Comme à l’habitude, la journée a commencé sous la pluie. Mais notre
idée était déjà faite. Aussi, à 9h12 très exactement il a été décrété à
l’unanimité que la saison de la chasse aux Icebergs était officiellement
terminée. D’ailleurs, l’Iceberg qui était face à notre installation hier soir a
disparu, emporté vers le large…. Ainsi va la vie des Icebergs !
Nous décidons, pour la première fois du voyage, de prendre notre
déjeuner au restaurant. Petit problème, nous n’en avons trouvé aucun qui
ouvrait avant 10h……. Bizarre !
Nous avons donc amorcé le trajet vers le traversier que nous prendrons
mercredi le 26 juin pour essayer de trouver un peu plus de soleil et de
chaleur. Mais, dernière demande de Jacques : passer par le Parc du Boutte
à Cap St. Georges. Aussitôt acceptée avec grâce par Michèle.
En cours de route, nous avons vu un autre orignal qui broutait sur le
bord de la transcanadienne. On ne les compte plus : cinquième, sixième,
septième ? Évidemment pas question de s’arrêter pour les photographier. Trop
dangereux. Mais Michèle réussit quand même à le photographier.

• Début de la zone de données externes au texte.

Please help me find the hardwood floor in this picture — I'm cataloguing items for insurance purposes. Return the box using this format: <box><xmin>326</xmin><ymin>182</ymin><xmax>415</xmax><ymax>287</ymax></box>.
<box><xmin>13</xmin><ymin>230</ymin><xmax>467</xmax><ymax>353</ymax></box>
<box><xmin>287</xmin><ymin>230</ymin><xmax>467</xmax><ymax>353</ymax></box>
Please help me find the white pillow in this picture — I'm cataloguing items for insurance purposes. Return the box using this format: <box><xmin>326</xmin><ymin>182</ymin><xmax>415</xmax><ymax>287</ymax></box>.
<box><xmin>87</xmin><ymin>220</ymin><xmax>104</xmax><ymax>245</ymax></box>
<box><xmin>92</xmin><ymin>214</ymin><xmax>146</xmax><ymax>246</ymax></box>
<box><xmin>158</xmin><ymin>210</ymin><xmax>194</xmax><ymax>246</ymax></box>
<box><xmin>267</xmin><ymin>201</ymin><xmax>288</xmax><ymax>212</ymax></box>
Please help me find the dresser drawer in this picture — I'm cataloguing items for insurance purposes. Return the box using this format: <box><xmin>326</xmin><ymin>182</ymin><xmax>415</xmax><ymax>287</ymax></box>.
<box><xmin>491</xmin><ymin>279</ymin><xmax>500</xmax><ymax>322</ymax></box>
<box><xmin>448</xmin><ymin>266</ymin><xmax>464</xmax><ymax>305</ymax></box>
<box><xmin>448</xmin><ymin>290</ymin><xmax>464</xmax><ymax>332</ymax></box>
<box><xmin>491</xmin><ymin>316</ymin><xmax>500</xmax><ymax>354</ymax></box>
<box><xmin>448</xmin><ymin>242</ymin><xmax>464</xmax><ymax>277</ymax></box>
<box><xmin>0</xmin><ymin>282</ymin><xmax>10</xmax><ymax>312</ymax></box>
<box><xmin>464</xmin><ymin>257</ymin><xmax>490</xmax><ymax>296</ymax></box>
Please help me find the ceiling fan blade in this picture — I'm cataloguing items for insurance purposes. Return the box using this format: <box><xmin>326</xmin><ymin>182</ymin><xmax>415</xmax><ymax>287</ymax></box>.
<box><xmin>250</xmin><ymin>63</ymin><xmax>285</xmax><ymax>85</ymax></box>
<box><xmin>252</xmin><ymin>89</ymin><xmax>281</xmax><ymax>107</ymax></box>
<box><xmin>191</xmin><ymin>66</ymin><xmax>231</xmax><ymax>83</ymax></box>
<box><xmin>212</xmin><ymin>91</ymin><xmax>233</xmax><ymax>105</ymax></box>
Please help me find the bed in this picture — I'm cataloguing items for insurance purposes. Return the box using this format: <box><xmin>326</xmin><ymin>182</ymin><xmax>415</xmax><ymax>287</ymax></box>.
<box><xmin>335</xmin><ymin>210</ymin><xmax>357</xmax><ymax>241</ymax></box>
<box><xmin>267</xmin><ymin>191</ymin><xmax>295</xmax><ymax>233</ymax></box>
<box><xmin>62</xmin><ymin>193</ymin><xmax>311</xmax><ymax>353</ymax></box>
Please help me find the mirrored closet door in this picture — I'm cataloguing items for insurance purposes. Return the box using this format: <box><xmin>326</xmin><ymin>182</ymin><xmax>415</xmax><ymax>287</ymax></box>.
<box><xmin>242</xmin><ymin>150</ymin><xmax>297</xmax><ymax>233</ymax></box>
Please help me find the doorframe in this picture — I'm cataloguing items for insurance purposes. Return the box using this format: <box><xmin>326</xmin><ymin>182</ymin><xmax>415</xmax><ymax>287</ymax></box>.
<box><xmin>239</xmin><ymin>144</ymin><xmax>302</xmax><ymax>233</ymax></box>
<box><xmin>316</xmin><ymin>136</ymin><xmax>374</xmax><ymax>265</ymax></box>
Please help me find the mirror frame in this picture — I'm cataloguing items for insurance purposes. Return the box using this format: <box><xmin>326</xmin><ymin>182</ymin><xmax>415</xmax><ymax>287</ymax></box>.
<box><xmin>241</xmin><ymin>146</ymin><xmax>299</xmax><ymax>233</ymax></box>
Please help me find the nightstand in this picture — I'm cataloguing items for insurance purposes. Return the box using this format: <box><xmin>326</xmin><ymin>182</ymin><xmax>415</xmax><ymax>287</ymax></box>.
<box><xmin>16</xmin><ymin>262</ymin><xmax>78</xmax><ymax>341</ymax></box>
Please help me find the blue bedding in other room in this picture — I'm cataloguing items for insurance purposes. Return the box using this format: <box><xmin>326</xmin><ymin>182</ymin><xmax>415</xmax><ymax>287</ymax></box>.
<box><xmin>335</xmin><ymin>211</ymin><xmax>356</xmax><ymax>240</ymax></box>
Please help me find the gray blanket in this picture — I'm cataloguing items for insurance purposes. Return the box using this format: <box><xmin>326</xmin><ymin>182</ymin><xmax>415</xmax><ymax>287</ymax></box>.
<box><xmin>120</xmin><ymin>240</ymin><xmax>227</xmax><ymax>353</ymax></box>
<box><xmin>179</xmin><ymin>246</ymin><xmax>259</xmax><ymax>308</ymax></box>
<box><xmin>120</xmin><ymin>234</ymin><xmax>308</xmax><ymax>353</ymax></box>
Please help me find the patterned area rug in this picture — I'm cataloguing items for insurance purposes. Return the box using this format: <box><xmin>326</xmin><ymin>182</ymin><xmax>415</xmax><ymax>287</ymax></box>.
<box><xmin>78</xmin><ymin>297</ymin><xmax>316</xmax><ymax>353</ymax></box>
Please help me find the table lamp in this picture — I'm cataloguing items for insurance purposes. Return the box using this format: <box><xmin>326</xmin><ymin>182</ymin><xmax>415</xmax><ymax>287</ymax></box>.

La péninsule de Port au Port où est situé le Parc du Boutte est
l’endroit où l’on retrouve le plus de francophones à Terre-Neuve, héritage de
la déportation des Acadiens. On y trouve également un deuxième four à pain ancestral
ainsi qu’un « terrain de camping » gratuit, si on peut appeler cela
un terrain de camping compte tenu de l’inexistence de services. Mais, la vue est à couper le souffle.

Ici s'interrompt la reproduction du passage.